The data modalities in our Aria-NeRF Dataset are captured by RGB cameras, ET camera, Microphone, Barometer, GPS, Wi-Fi, Bluetooth, SLAM/Mono Scene camera left, SLAM/Mono Scene camera right, IMU (1kHz), IMU (800Hz), and Magnetometer. The statistics for each subset and for the different modalities can be found in Tab. 1 and Tab. 2.

3.3.1 Data Collection

Our dataset includes different scenarios. We collected multimodal sensory data in these scenarios, including RGB videos, ET camera, Microphone, Barometer, GPS, Wi-Fi, Bluetooth, SLAM, IMU (1kHz), IMU (800Hz), and Magnetometer, as shown in Figure 1. Each participant wears Aria Glasses to perform specific tasks within each scenario. These tasks may include activities like navigating, utilizing tools, and interacting with common household objects. In certain scenarios, GPS information is unavailable due to the absence of GPS signals within indoor environments. Similarly, the collection of Bluetooth data information is contingent upon the presence of a Bluetooth device near the scene. In the absence of a nearby Bluetooth device, capturing Bluetooth data becomes unfeasible.
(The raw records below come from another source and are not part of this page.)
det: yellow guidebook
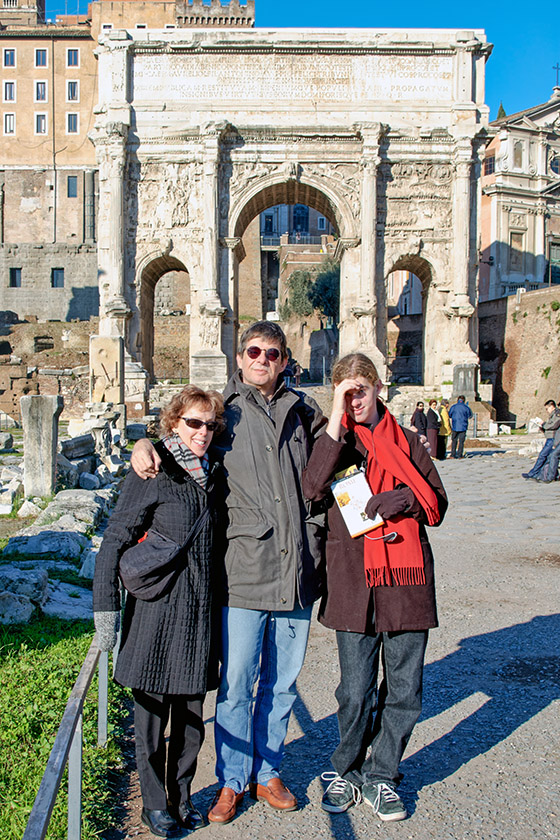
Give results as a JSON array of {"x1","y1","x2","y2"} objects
[{"x1": 331, "y1": 466, "x2": 384, "y2": 537}]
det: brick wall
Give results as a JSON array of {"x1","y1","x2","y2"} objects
[
  {"x1": 0, "y1": 244, "x2": 99, "y2": 321},
  {"x1": 479, "y1": 286, "x2": 560, "y2": 426}
]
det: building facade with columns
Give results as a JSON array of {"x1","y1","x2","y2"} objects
[
  {"x1": 90, "y1": 29, "x2": 491, "y2": 386},
  {"x1": 480, "y1": 86, "x2": 560, "y2": 300}
]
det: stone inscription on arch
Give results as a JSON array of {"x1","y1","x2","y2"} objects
[{"x1": 134, "y1": 53, "x2": 453, "y2": 102}]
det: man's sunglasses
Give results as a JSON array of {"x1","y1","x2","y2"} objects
[
  {"x1": 181, "y1": 417, "x2": 220, "y2": 432},
  {"x1": 246, "y1": 346, "x2": 280, "y2": 362}
]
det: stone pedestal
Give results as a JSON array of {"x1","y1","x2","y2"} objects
[
  {"x1": 453, "y1": 364, "x2": 478, "y2": 402},
  {"x1": 89, "y1": 335, "x2": 124, "y2": 405},
  {"x1": 191, "y1": 350, "x2": 228, "y2": 391},
  {"x1": 20, "y1": 395, "x2": 64, "y2": 497}
]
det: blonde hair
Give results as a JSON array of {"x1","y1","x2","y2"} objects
[
  {"x1": 159, "y1": 385, "x2": 224, "y2": 435},
  {"x1": 331, "y1": 353, "x2": 379, "y2": 385}
]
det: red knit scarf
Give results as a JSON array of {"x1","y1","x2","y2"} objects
[{"x1": 342, "y1": 409, "x2": 440, "y2": 586}]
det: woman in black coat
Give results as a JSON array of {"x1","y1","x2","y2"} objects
[
  {"x1": 426, "y1": 400, "x2": 441, "y2": 458},
  {"x1": 93, "y1": 385, "x2": 223, "y2": 837},
  {"x1": 410, "y1": 402, "x2": 428, "y2": 435}
]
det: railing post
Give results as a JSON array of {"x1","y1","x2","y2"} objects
[
  {"x1": 97, "y1": 651, "x2": 109, "y2": 747},
  {"x1": 68, "y1": 712, "x2": 83, "y2": 840}
]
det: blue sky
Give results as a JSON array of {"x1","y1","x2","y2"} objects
[{"x1": 47, "y1": 0, "x2": 560, "y2": 119}]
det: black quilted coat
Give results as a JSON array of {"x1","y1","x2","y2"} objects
[{"x1": 93, "y1": 443, "x2": 217, "y2": 694}]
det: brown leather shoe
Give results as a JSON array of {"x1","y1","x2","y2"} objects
[
  {"x1": 249, "y1": 777, "x2": 297, "y2": 811},
  {"x1": 208, "y1": 788, "x2": 243, "y2": 825}
]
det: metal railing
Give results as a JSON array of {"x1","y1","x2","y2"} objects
[
  {"x1": 22, "y1": 641, "x2": 109, "y2": 840},
  {"x1": 261, "y1": 233, "x2": 280, "y2": 248},
  {"x1": 288, "y1": 233, "x2": 322, "y2": 245}
]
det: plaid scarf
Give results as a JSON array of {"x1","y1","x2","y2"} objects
[{"x1": 162, "y1": 432, "x2": 210, "y2": 489}]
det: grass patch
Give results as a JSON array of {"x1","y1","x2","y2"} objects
[{"x1": 0, "y1": 616, "x2": 126, "y2": 840}]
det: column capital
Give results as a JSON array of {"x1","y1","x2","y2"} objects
[
  {"x1": 333, "y1": 236, "x2": 362, "y2": 260},
  {"x1": 220, "y1": 236, "x2": 246, "y2": 262}
]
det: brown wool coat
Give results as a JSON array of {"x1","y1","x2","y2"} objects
[{"x1": 303, "y1": 429, "x2": 447, "y2": 633}]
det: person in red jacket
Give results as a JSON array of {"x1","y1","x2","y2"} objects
[{"x1": 303, "y1": 353, "x2": 447, "y2": 821}]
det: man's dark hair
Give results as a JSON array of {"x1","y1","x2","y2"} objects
[{"x1": 237, "y1": 321, "x2": 288, "y2": 359}]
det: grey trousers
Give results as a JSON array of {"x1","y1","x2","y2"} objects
[
  {"x1": 331, "y1": 630, "x2": 428, "y2": 787},
  {"x1": 132, "y1": 689, "x2": 204, "y2": 811}
]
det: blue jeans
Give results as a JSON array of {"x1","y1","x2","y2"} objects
[
  {"x1": 214, "y1": 606, "x2": 311, "y2": 793},
  {"x1": 331, "y1": 630, "x2": 428, "y2": 787},
  {"x1": 537, "y1": 444, "x2": 560, "y2": 481},
  {"x1": 527, "y1": 438, "x2": 553, "y2": 478}
]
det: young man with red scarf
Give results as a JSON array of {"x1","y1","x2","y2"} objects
[{"x1": 303, "y1": 353, "x2": 447, "y2": 821}]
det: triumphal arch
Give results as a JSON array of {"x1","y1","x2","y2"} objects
[{"x1": 91, "y1": 29, "x2": 491, "y2": 386}]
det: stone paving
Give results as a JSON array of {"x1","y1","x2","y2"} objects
[{"x1": 114, "y1": 451, "x2": 560, "y2": 840}]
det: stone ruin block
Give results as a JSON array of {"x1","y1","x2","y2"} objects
[
  {"x1": 21, "y1": 396, "x2": 64, "y2": 498},
  {"x1": 89, "y1": 335, "x2": 124, "y2": 403}
]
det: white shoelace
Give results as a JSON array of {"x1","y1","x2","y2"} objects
[
  {"x1": 321, "y1": 772, "x2": 362, "y2": 805},
  {"x1": 373, "y1": 782, "x2": 400, "y2": 811}
]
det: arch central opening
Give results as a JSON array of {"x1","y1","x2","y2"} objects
[
  {"x1": 139, "y1": 255, "x2": 190, "y2": 383},
  {"x1": 234, "y1": 181, "x2": 340, "y2": 380},
  {"x1": 386, "y1": 255, "x2": 432, "y2": 385}
]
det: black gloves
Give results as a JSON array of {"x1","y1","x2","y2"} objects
[{"x1": 366, "y1": 487, "x2": 411, "y2": 519}]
In our data preprocessing pipeline, we employ Aria Data Tools²²2https://facebookresearch.github.io/Aria_data_tools/ to extract data from MPS files³³3https://facebookresearch.github.io/projectaria_tools/docs/data_utilities/core_code_snippets/mps, which is later utilized for visualization purposes. For pose estimation based on RGB video sequences, we employ COLMAP [32]. Our dataset does not necessitate additional annotations.

4 Experiments

In this section, we first introduce the training details. We then evaluate Nerfacto and NeuralDiff on our dataset. Our analysis reveals that the proposed Aria-NeRF Dataset is challenging, and there is much room for current NeRF methods to improve in the context of egocentric view synthesis.

4.1 Baselines and Implementation Details

We run two baselines on our collected dataset:

•

Nerfacto: We employed the default training settings of nerfstudio, conducting training for $30,000$ iterations with an initial learning rate of $10^{-8}$ during the pre-warmup phase, and a final learning rate of $0.0001$ .
•

NeuralDiff: The NeuralDiff model is trained for 10 epochs with a learning rate of $0.0005$ , utilizing 64 ray samples.

4.2 Quantitative Results

Qualitative results are presented in Table 3 for Nerfacto and NeuralDiff. In terms of PSNR, SSIM, and LPIPS metrics, NeuralDiff generally surpasses Nerfacto across various scenarios. However, it is important to note that Nerfacto produces a de-distorted image, while NeuralDiff generates a fisheye image closely resembling the ground truth. The latter exhibits curvature characteristics.

4.3 Qualitative Results

Qualitative results are presented in Figure 3 for Nerfacto and Figure 4 for NeuralDiff. Notably, the visualization of Nerfacto reveals some blurred regions, underscoring inherent limitations in its performance. In contrast, the visualization of NeuralDiff demonstrates its remarkable ability to disentangle elements within the scene, disentangling the background, dynamic foreground, and actors, all in an unsupervised manner. Both methods exhibit potential for enhancement in the application of dynamic NeRF.

5 Discussion

An advantage of Aria Glasses, in contrast to the HoloLens, is their lightweight and highly portable design, making them seamlessly adaptable to people’s everyday lives. It is worth noting that a limitation of the Aria Glasses RGB sensor is its relatively lower image resolution compared to current smartphone RGB cameras.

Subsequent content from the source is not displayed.